Ressi, Dalila; Romanello, Riccardo; Rossi, Sabina; Piazza, Carla.
Afiliação
  • Ressi D; Ca' Foscari University of Venice, Italy; University of Udine, Italy. Electronic address: dalila.ressi@uniud.it.
  • Romanello R; University of Udine, Italy.
  • Rossi S; Ca' Foscari University of Venice, Italy.
  • Piazza C; University of Udine, Italy.

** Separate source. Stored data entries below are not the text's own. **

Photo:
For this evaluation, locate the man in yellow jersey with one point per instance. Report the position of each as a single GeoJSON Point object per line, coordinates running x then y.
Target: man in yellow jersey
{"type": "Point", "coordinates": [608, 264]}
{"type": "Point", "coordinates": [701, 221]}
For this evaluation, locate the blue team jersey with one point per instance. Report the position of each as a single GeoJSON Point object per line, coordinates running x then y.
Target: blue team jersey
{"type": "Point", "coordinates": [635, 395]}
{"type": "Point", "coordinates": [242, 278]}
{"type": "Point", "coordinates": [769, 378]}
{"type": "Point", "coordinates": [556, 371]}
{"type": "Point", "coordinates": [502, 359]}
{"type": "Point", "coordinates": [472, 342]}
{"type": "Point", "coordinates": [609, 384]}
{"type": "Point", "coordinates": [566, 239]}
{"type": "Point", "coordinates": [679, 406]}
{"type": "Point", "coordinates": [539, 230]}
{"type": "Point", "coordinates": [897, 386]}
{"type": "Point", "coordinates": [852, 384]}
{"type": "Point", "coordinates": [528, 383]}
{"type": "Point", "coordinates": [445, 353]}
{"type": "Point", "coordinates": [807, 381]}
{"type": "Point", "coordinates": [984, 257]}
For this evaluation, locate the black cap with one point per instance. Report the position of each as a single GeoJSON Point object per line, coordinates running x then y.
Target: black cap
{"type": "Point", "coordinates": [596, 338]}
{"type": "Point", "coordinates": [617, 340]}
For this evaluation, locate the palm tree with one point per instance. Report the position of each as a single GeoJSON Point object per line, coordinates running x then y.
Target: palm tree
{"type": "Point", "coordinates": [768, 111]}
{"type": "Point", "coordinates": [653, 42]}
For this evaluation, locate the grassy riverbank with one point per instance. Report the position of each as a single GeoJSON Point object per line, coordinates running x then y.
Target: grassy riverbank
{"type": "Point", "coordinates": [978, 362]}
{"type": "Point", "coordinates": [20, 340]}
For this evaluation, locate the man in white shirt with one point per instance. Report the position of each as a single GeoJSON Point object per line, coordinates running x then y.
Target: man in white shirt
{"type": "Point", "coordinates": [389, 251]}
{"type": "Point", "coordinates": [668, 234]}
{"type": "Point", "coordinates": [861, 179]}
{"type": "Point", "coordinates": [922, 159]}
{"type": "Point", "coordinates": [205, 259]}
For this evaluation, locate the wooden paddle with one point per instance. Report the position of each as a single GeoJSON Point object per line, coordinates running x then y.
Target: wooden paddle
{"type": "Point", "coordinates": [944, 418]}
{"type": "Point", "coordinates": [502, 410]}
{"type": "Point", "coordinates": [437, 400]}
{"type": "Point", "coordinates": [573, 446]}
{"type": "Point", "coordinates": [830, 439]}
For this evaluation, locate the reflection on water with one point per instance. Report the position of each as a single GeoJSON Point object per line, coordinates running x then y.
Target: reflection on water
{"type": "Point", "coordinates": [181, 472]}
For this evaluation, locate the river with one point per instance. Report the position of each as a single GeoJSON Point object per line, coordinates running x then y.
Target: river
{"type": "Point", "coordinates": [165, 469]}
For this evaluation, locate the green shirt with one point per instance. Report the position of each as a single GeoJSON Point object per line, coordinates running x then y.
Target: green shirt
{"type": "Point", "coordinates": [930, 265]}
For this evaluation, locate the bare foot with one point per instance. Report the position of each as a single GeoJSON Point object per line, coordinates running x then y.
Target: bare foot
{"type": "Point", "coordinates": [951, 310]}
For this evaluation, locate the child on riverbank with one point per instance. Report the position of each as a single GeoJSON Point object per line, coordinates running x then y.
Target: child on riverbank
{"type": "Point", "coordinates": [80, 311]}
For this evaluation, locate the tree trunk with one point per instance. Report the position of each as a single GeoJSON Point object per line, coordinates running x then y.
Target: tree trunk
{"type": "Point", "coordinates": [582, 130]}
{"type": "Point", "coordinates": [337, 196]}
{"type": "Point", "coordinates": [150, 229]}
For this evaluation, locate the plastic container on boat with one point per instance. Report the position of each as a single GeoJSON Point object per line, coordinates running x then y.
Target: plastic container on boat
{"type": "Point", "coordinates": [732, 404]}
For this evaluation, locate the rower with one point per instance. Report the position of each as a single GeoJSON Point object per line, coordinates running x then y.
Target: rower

Neural Netw ; 178: 106411, 2024 May 29.
Article em En | MEDLINE | ID: mdl-38906056
ABSTRACT
Advancements in Neural Networks have led to larger models, challenging implementation on embedded devices with memory, battery, and computational constraints. Consequently, network compression has flourished, offering solutions to reduce operations and parameters. However, many methods rely on heuristics, often requiring re-training for accuracy. Model reduction techniques extend beyond Neural Networks, relevant in Verification and Performance Evaluation fields. This paper bridges widely-used reduction strategies with formal concepts like lumpability, designed for analyzing Markov Chains. We propose a pruning approach based on lumpability, preserving exact behavioral outcomes without data dependence or fine-tuning. Relaxing strict quotienting method definitions enables a formal understanding of common reduction techniques.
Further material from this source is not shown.